As well as the scored post-assessment we also use a variety of non-scored quiz questions dotted through the course to maximise interaction. Instant right-wrong feedback is provided based on the user's response.
Hope this helps,
Nigel makes two good points that I should have mentioned previously:
We also review assessments for improvement / clarification - this can take place immediately if errors or omissions are detected or during our review of materials (typically when author's come back to review/update the materials). Assessment pass rates vary from 80% to 100% depending on the course.
If a candidate appears to be struggling, we have counselling with Line Managers in the first instance and additional meetings with HR if required.
I would say it depends what you are testing? What will successful completion of the test achieve? Is it in response to some e-learning? Also...is a test essential...or would some evidence of practical application be better?

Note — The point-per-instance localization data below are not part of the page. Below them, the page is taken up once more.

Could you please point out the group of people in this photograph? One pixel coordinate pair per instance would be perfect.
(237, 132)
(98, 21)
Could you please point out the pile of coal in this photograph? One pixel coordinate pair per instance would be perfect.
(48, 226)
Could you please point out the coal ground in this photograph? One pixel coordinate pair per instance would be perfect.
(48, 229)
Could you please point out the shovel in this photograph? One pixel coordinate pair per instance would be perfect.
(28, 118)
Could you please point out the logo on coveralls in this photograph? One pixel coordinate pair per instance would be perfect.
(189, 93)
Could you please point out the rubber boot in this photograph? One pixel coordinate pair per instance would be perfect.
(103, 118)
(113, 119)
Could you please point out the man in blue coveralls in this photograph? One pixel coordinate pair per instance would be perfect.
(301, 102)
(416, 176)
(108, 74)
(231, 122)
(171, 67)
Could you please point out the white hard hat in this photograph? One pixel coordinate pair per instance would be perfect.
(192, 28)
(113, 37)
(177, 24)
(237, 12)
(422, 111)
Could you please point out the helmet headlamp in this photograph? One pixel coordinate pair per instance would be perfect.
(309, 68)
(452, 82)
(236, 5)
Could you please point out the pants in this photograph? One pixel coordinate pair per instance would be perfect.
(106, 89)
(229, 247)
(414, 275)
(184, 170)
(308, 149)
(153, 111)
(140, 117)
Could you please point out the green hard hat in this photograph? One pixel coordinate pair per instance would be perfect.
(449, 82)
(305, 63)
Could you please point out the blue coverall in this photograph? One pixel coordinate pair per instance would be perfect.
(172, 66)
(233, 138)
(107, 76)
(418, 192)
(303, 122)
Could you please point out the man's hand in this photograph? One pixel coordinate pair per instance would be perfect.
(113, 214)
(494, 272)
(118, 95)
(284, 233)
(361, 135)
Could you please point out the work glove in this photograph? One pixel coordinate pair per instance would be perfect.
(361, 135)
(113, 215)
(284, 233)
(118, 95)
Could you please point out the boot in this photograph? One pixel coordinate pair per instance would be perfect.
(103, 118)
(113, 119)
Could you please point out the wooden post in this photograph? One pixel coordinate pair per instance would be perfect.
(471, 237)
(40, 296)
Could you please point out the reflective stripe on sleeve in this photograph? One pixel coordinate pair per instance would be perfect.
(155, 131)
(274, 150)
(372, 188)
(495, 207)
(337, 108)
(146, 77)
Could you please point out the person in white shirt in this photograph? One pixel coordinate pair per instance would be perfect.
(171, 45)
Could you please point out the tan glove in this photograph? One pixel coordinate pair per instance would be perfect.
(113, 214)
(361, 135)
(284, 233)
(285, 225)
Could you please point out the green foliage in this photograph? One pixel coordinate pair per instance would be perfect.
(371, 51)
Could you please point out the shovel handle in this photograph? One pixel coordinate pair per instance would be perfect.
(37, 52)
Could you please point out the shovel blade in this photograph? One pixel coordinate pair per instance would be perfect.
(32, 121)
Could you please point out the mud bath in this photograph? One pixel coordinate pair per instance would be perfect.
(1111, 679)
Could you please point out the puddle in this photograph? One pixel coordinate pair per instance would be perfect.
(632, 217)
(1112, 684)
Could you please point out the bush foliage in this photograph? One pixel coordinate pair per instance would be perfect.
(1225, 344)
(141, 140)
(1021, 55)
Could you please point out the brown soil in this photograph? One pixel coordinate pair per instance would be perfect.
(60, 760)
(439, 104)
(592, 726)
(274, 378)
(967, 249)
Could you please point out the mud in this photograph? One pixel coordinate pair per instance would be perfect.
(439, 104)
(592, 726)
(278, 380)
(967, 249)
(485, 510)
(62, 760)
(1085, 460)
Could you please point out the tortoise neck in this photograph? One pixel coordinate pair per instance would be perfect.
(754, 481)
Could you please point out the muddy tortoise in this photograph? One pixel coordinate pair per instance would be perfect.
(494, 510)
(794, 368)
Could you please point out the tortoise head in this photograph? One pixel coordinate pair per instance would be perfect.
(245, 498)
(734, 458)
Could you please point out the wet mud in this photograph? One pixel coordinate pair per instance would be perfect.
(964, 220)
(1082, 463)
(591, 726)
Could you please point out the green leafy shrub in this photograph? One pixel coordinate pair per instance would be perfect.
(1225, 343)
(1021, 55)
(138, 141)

I would say, do any testing in as few questions or steps as possible necessary to support your outcome. That's my thoughts for what it worth. :)
I'm also firmly of the opinion that the straightforward questions at the end of the test approach shouldn't be the standard means of assessment. Informal learning tools like blogs, wikis and forums all provide trackable evidence of learners actually applying the course material to real world applications, which is what you really should be looking for to prove that your learning intervention met its objectives.